Mother of the Fairytale (Inahan sa Sugilanon) is a photobook that chronicles a green school community in Davao — from its birthing in 2012 to its present life. For three years since the inception of the school in 2012, a photographer passionate in holistic education followed the story of the school and bore witness to the unfolding education of the head, heart and hands. (Photo by James C. Bautista.)
Through the lens of a photographer and education advocate, Louise L. Far, the book offers a glimpse into the journey of the first teachers, the daily challenges and triumphs of little children, and the emerging sense of space and community among parents and friends of the school. Aside from the 26 images, the book also includes relevant essays about Tuburan and holistic education. (Photo by Louise L. Far.)
In December 2014, some photos from the Mother of the Fairytale book project were featured in Angkor Photo Festival in Siem Reap, Cambodia as part of the first “Impact Project”, which highlighted stories about individuals, groups, or small organizations working to make a positive impact on social and environmental issues. (Photo by Louise L. Far.)
Since 2015, some photos from the book project have also been exhibited in Tala Photo Collective’s women-initiated group exhibitions organized in Manila, Philippines: “Tala ng Tala” (Recordings of Tala Photo Collective) (2015), “Babae at Paggawa, Pagbangon at Paglaya” (Women and Work, Rise and Freedom) (2015) and The Mountains, the Sea, and the City (2016). (Photo by Louise L. Far.)
This pioneering student’s health greatly improved, according to her mother, because of the physical activities and nutritious food in Tuburan. (Photo by Louise Far.)

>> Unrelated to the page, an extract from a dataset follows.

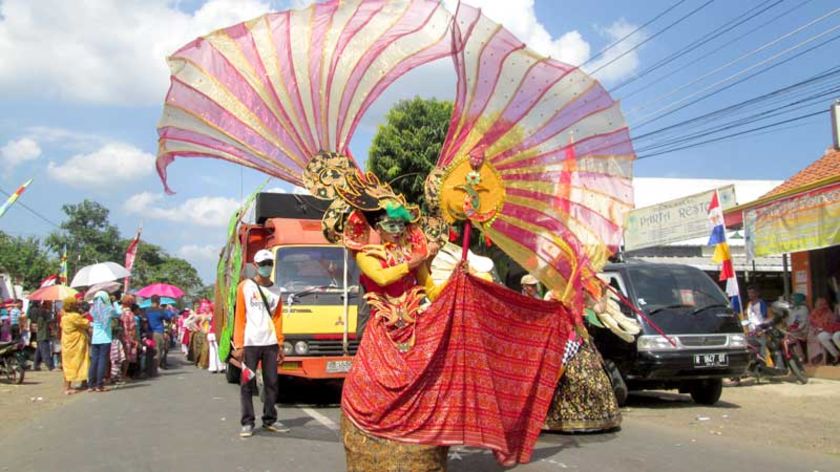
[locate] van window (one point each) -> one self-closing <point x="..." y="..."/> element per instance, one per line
<point x="664" y="286"/>
<point x="307" y="268"/>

Amidst capitalist tendencies of mainstream education and the conventional notions of parenthood in the country, Tuburan strives to translate education to loving children, and allowing them to realize their true potential in preparation for the Work they will accomplish for the future of society. In this sense, Mother of the Fairytale is a courageous attempt to show that a holistic and a healthy approach to education is possible, and a living “classroom” that connects children and the entire school community to the earth and the culture of humanity may indeed exist.